On the night of May 10th, the audience in the Astor Place theater was so raucous that most of the lines could not be heard. A crowd gathered outside and started to throw paving stones at the windows, and the police could not hold them back. When Macready retreated to his dressing room, Judge Emmet came in, urged the actor to put on some robes to cover his kingly costume, and ushered him out a side door, walking him hastily through the mob to his own house at 68 West 8th street, a short distance from Astor Place. There Robert's two sons, Robert (13) and Richard Stockton (14) managed to find a carriage, brought it to the house at 4 in the morning and Richard spirited Macready to the Emmet country house in New Rochelle. From there, he took the actor on a train to Boston and remained with him until a ship to England was found. Macready never returned to America and never stopped referring to Dick Emmet, whose bravery and kindness saved his life.

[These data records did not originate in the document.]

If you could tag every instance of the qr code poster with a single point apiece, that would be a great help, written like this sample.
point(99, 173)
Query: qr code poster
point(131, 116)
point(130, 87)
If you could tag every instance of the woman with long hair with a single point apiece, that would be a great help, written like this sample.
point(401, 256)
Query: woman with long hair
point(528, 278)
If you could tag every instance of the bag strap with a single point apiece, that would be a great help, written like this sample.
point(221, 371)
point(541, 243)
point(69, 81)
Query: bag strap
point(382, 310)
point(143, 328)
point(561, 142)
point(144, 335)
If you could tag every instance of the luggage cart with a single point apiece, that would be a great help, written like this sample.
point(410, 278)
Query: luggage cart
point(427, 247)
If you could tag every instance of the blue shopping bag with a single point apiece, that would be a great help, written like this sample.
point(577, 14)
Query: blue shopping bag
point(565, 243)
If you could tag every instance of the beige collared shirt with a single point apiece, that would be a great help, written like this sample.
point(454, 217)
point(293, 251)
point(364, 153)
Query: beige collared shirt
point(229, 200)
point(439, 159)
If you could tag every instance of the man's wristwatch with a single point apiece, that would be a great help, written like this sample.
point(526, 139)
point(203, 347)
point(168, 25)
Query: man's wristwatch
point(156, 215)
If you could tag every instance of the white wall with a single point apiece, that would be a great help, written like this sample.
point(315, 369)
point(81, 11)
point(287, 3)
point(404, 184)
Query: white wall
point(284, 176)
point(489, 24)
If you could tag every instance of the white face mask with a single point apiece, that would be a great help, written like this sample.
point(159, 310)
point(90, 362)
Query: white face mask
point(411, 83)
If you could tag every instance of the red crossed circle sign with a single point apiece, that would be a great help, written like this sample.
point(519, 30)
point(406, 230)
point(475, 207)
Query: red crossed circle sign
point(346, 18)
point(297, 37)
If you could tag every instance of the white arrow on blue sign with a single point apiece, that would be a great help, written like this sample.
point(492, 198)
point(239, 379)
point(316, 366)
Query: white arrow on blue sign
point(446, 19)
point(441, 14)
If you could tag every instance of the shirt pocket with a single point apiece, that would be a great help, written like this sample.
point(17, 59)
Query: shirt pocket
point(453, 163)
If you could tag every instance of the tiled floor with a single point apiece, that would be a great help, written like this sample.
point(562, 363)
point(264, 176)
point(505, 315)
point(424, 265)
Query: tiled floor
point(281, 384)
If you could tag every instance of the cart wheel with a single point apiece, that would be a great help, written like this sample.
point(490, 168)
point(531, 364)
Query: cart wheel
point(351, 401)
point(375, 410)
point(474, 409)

Robert and Rosina bought a country place in New Rochelle in the 1830s, perhaps to escape the increasingly difficult conditions in the city. Rosina died in New York, not long after the Astor Place Riots, and all but one of her children survived her. She was buried in the NYC Marble Cemetery in a vault purchased by Robert (2)'s younger brother Tom (6). Her husband lived on another twenty years, avoiding the cholera epidemics in New York, the commercial interruptions caused by the Civil War and the Draft riots of 1863 - moving to New Rochelle for good in 1860 with six of his adult children, including William Jenkins (17) and his wife Julia with four of their children. Robert (2) was one of the founders of the NYC Bar Association in 1870, helping to draw up the constitution and the by-laws. Three years later he died in New Rochelle at the age of 80. Praised by all for his ability and integrity, he is believed to be buried in Beechwoods Cemetery in New Rochelle alongside other members of his family.